In the wake of the tax cuts of December 2017, S&P 500 companies are paying less than 20 percent in income taxes. All good except the gap between GAAP and non-GAAP income remains.
In 3Q19, S&P 500 companies paid 18.9 percent in income taxes. This was slightly up from 18.6 percent sequentially but down big historically. Between 1Q93 and 3Q19, S&P Dow Jones Indices points out that the average tax rate was 31.4 percent.
The tax rate meaningfully dropped in the wake of the tax cuts of two years ago. The Tax Cuts and Jobs Act of 2017 was signed into law in December that year. In 3Q17, the tax rate was 25.4 percent, before dropping to high teens in subsequent quarters (Chart 1).
Annually, the rate in 2017 was 24.4 percent, which then dropped to 17.7 percent in 2018. In the first three quarters of 2019, this averaged 18.9 percent; results for the fourth quarter are being reported.
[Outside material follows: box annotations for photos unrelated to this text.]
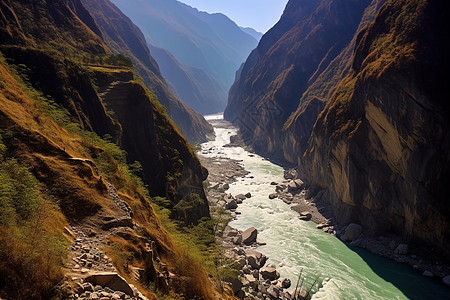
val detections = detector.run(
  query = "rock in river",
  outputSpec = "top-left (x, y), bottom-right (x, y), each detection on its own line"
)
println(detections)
top-left (245, 250), bottom-right (267, 269)
top-left (394, 244), bottom-right (409, 255)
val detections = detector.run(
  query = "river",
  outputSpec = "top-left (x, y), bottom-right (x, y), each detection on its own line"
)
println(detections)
top-left (202, 114), bottom-right (450, 300)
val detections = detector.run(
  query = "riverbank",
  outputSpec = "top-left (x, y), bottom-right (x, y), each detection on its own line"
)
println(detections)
top-left (200, 113), bottom-right (448, 299)
top-left (198, 120), bottom-right (300, 300)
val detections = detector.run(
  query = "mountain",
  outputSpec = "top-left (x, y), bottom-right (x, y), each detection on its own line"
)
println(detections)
top-left (0, 0), bottom-right (232, 299)
top-left (148, 43), bottom-right (227, 115)
top-left (225, 0), bottom-right (450, 258)
top-left (83, 0), bottom-right (214, 143)
top-left (239, 27), bottom-right (263, 41)
top-left (113, 0), bottom-right (257, 113)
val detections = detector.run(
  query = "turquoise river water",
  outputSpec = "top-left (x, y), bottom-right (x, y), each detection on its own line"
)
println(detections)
top-left (202, 115), bottom-right (450, 300)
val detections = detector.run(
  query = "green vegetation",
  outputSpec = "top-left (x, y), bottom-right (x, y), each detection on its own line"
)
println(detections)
top-left (0, 136), bottom-right (68, 299)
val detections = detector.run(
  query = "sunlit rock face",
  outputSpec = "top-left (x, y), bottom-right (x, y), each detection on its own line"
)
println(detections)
top-left (225, 0), bottom-right (450, 254)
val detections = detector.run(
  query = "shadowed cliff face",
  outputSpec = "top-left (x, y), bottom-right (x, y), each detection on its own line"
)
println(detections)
top-left (0, 0), bottom-right (209, 217)
top-left (84, 0), bottom-right (214, 143)
top-left (225, 0), bottom-right (450, 255)
top-left (225, 0), bottom-right (370, 155)
top-left (301, 1), bottom-right (450, 255)
top-left (112, 0), bottom-right (258, 113)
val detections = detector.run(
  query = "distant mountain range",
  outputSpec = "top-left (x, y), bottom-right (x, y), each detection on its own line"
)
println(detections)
top-left (112, 0), bottom-right (258, 114)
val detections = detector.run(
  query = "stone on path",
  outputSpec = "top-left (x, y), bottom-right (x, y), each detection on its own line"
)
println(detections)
top-left (442, 275), bottom-right (450, 287)
top-left (281, 278), bottom-right (291, 289)
top-left (234, 194), bottom-right (247, 201)
top-left (299, 211), bottom-right (312, 221)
This is all well and good but is yet to positively impact something that has plagued US corporate earnings for a while now. The gap between GAAP (reported) and non-GAAP (operating) has gradually risen for 30 years now (Chart 2). Non-GAAP is pre-tax operating income, GAAP is after tax.
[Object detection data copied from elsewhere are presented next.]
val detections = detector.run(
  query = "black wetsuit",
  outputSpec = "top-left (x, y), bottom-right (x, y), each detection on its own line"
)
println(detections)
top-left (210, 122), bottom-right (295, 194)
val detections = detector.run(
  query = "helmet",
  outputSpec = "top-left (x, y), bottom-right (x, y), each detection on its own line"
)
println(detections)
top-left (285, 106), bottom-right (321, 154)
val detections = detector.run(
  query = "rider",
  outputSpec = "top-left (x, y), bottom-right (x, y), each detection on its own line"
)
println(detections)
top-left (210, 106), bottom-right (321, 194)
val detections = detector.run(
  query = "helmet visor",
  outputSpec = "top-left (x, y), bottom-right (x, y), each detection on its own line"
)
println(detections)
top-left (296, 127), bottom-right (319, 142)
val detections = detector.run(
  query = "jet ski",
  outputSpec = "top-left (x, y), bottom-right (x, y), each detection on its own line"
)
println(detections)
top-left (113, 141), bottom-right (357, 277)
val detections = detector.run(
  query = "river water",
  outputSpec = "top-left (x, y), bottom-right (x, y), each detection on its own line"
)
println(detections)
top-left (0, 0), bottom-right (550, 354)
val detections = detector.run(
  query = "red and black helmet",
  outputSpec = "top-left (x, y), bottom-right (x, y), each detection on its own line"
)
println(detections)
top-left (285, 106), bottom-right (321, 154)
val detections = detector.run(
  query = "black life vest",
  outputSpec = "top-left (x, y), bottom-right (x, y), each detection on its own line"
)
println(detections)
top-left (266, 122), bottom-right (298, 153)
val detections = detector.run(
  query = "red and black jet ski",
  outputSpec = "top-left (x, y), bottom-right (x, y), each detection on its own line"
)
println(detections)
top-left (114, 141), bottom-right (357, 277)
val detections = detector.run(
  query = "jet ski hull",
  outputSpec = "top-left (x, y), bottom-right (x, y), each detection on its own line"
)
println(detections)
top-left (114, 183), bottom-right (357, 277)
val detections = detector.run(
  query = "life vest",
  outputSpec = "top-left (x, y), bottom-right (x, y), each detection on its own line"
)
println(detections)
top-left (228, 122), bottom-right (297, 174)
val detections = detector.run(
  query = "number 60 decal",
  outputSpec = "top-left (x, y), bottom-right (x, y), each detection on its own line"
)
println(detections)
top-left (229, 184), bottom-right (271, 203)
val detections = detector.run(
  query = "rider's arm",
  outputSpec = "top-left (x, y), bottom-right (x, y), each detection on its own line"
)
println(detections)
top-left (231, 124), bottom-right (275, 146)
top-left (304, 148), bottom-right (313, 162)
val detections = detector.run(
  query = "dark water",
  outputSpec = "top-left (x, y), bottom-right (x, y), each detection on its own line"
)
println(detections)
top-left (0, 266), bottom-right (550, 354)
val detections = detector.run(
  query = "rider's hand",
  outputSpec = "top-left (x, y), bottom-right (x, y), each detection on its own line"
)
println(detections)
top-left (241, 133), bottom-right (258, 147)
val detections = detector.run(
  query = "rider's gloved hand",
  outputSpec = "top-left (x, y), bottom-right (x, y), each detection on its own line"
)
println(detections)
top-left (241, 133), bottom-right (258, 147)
On balance, the lesser the discrepancy between the two the higher the quality of earnings. In the current cycle, the gap between the two bottomed in 2009 before widening. The cycle high was reached in 2018 when the gap stood at $19.21 – $151.60 operating and $132.39 reported – with growth rate of 21.8 percent and 20.5 percent respectively. This year, the sell-side forecasts the gap to shrink to $12.15 but only to once again expand to $17.20 next year.
The 2017 tax cuts helped improve the bottom line but not the quality of earnings – at least not yet.